U.S. Homeland Security Secretary Michael Chertoff says Mexico and the United States need to secure their border before the U.S. Congress will approve any measure to grant more immigrants legal passage into the United States. James Blears has more for VOA from Mexico City, where Chertoff was on an official visit.

Speaking Friday in Mexico City, Chertoff stressed that the 3,200 kilometer border between Mexico and the United States must be controlled in a way that meets the needs of both countries.

"It's obviously in the economic and security interests of both of our countries to improve security at the border," he said. "When disorder reigns, when there's violence or when there's drug smuggling, the people who suffer are the Mexicans and Americans on both sides."

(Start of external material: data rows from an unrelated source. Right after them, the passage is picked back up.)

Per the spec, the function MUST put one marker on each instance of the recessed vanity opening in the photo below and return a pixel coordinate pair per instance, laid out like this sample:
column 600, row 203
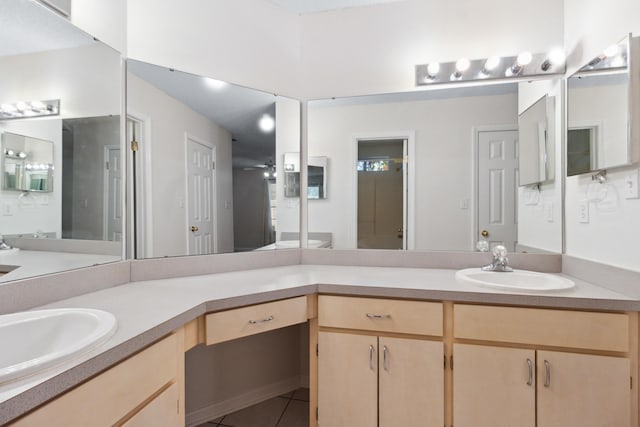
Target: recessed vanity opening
column 382, row 193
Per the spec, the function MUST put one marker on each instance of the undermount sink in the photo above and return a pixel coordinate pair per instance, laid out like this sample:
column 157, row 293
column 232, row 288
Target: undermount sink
column 523, row 280
column 33, row 341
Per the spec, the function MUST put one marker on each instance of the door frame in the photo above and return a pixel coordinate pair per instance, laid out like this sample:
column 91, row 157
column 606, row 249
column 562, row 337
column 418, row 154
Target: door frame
column 105, row 189
column 144, row 183
column 475, row 140
column 214, row 202
column 408, row 180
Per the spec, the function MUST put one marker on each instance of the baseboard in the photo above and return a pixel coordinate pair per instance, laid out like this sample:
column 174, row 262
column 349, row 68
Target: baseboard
column 243, row 400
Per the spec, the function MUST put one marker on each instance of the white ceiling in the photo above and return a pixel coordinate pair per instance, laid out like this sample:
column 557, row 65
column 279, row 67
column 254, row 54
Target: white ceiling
column 27, row 27
column 313, row 6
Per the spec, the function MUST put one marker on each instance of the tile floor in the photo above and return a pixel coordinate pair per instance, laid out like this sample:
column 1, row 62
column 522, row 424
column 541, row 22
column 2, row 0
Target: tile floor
column 289, row 410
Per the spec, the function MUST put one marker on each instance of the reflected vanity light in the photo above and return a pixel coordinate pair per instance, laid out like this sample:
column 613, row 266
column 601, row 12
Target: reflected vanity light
column 525, row 64
column 462, row 65
column 600, row 177
column 23, row 109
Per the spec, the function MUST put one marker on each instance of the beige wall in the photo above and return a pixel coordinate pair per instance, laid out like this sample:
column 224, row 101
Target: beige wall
column 170, row 120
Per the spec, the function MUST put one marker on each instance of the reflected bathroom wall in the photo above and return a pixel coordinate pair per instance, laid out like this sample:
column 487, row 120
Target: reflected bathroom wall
column 232, row 202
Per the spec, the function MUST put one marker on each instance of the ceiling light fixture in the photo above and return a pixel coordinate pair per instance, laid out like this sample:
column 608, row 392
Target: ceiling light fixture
column 23, row 109
column 267, row 123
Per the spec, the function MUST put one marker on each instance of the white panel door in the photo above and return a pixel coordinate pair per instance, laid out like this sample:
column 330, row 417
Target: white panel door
column 497, row 187
column 113, row 193
column 200, row 194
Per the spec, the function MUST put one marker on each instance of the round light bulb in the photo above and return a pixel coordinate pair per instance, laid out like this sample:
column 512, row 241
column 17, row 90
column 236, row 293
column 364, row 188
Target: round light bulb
column 462, row 65
column 492, row 63
column 524, row 58
column 433, row 69
column 38, row 105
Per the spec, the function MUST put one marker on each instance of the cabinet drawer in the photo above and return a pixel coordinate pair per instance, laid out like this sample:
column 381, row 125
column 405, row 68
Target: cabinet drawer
column 241, row 322
column 378, row 314
column 110, row 396
column 559, row 328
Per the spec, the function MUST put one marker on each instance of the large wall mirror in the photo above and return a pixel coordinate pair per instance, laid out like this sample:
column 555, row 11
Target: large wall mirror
column 209, row 164
column 427, row 170
column 599, row 107
column 61, row 94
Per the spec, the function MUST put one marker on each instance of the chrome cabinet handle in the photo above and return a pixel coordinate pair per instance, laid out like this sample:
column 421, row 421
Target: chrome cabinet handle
column 385, row 364
column 378, row 316
column 266, row 319
column 371, row 351
column 547, row 369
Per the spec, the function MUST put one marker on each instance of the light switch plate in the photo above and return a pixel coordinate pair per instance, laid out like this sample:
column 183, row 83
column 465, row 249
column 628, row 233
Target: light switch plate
column 631, row 184
column 583, row 212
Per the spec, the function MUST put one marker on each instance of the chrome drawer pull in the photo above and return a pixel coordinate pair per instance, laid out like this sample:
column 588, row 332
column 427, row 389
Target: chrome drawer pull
column 371, row 350
column 266, row 319
column 547, row 368
column 385, row 364
column 378, row 316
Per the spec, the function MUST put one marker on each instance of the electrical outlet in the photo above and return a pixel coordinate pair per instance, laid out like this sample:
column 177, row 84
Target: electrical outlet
column 548, row 211
column 583, row 212
column 7, row 209
column 631, row 185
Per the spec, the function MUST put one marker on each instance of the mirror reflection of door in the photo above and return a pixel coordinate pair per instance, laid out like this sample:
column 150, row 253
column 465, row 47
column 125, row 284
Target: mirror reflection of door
column 200, row 196
column 113, row 194
column 497, row 187
column 381, row 194
column 91, row 203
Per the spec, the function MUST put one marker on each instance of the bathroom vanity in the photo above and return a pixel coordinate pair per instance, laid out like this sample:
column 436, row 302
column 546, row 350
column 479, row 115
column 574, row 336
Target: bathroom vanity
column 450, row 352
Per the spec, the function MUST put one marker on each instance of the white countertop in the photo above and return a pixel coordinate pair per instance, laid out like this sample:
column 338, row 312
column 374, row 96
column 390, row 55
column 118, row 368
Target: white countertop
column 37, row 263
column 149, row 310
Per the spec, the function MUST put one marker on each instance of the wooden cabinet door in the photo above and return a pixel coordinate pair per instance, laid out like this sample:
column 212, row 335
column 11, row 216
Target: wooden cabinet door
column 347, row 380
column 493, row 386
column 411, row 383
column 583, row 390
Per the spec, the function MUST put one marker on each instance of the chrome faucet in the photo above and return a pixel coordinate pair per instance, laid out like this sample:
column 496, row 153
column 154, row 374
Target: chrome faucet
column 500, row 260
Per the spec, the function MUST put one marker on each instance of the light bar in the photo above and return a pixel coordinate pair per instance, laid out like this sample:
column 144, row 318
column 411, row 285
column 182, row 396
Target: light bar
column 23, row 110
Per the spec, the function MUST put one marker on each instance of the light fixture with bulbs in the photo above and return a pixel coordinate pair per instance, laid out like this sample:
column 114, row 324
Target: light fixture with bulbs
column 24, row 109
column 522, row 65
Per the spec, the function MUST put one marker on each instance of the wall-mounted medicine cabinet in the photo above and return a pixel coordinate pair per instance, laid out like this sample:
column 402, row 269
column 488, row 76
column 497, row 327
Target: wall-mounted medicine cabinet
column 600, row 110
column 536, row 140
column 316, row 175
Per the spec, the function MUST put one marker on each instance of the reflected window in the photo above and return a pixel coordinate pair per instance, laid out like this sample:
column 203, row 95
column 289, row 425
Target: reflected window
column 373, row 165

Chertoff said it is vital that border security be flexible so that it does not hinder trade and commerce, while at the same time preventing passage by terrorists, migrant smugglers and members of drug cartels.

Mexico has for years been pushing for an immigration accord with the United States. U.S. President George Bush has proposed a guest-worker program that would allow Mexicans living abroad to seek temporary work visas, but the program has not won support in Congress.

In a speech Friday to the American Chamber of Commerce in Mexico City, Chertoff praised Mexico's new president, Felipe Calderon, for his decisive approach to organized crime and the extradition of drug cartel leaders to the United States to face U.S. justice. Chertoff said Calderon's fight against drug-related violence will benefit people on both sides of the border.